I've owned nearly every breed of dairy goat.  

Obs as a rule are the quietest....hands down.  Also smaller than most Saanens.

LM would probably be my 2nd choice only for temperament / sound volume...I've never heard a 'screamer' LM.


----------



## jodief100 (May 18, 2011)

I have very limited experience- I own 1 milk goat.  She is the quietest of all my goats.  The others are boer, %boer (I think most have nubian in them) and kiko.  

I like her, she is very sweet and docile.  

Edited to add:  She is a LaMancha.

Thanks Roll!


----------



## Roll farms (May 18, 2011)

But, Jodie...what breed is she?


----------



## mydakota (May 21, 2011)

I am brand new here,  ( just joined this morning) and don't know a whole lot. My herd is small-- 7 Boers and 2 Saanens.  My young FF Saanen doe is just a wonderful goat.  Her milk is sweet and so is her personality.  She is giving nearly a gallon a day, is well mannered on the milk stand and is loving and sweet.  She is not loud.  I like her so much that I have contacted the breeder and am waiting on a half sister of hers to be confirmed pregnant.  As soon as she is, I am buying her. I have nothing bad to say about any other breeds, as this is the only milk goat I have ever owned, but based on Juliet, I love Saanens. I have no plans to look further, because for me, I got it right the first time.  ( different people may have different requirements though, so not saying another breed isn't right for someone else)


----------



## Jake (May 24, 2011)

I have had at least four breeds of goats over the years, and the Saanen is my choice over all.

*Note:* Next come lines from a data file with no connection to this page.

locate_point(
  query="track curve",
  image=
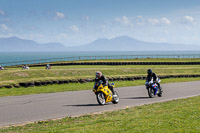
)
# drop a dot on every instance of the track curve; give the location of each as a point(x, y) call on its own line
point(29, 108)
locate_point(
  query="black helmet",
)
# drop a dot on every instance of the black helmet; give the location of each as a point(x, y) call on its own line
point(149, 71)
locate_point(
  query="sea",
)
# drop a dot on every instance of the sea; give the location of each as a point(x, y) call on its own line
point(17, 58)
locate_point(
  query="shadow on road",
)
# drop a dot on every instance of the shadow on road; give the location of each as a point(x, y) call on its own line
point(135, 98)
point(83, 105)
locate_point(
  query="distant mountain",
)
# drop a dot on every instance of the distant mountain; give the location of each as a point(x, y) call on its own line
point(122, 43)
point(125, 43)
point(16, 44)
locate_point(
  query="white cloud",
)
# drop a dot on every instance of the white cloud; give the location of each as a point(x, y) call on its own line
point(161, 21)
point(124, 21)
point(154, 21)
point(2, 12)
point(4, 28)
point(187, 20)
point(59, 15)
point(87, 18)
point(165, 21)
point(74, 28)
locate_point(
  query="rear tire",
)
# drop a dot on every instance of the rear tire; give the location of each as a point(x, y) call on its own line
point(115, 99)
point(151, 92)
point(160, 92)
point(101, 98)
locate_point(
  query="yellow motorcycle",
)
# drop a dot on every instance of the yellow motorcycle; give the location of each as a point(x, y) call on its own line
point(104, 94)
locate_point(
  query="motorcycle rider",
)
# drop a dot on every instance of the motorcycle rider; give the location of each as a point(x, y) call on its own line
point(100, 76)
point(153, 75)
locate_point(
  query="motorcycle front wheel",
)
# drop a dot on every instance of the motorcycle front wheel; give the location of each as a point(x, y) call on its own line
point(160, 92)
point(115, 98)
point(151, 92)
point(101, 98)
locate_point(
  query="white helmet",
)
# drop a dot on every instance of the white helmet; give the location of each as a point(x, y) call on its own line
point(98, 74)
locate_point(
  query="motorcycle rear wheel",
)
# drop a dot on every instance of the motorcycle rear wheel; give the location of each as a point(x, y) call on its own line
point(115, 99)
point(151, 92)
point(101, 98)
point(160, 92)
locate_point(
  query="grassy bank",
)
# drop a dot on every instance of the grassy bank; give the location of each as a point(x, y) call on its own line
point(16, 75)
point(173, 116)
point(78, 86)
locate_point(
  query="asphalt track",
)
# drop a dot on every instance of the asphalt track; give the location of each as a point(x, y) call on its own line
point(16, 110)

Beautiful dispositions and temperament, excellent milk for drinking or cheese making,  two does cycled six mos apart can keep a good sized family in milk year around, the bucks are easy to manage, both sexes are intellignet, and the wethers make great meat, pets or for back packing.  

Few other breeds can do all of these, or as much milk and meat. The wethers make bigger back packers and are great to help on a weekend camping trip .

All that said, in your climate you would probably be better off with the LM as the Saanens dont take the heat as well as the LM, I have never had any but hear good things about them.


----------



## MidnightChickenLover (Jun 6, 2011)

Hykue, personaly I think my "noisy" traits  corrispond with the parents. Annabelle's kids are allways quiet and gentle, and Daisy's are obnoxious and jump up on people. lol (Talking about two Saanens)


----------



## Ariel301 (Jun 7, 2011)

My neighbor's Saanens don't seem too loud. 

Around here, we spell quiet "L A M A N C H A".  With the exception of one bloodline I used to have, they've all been super quiet and easy to handle.


----------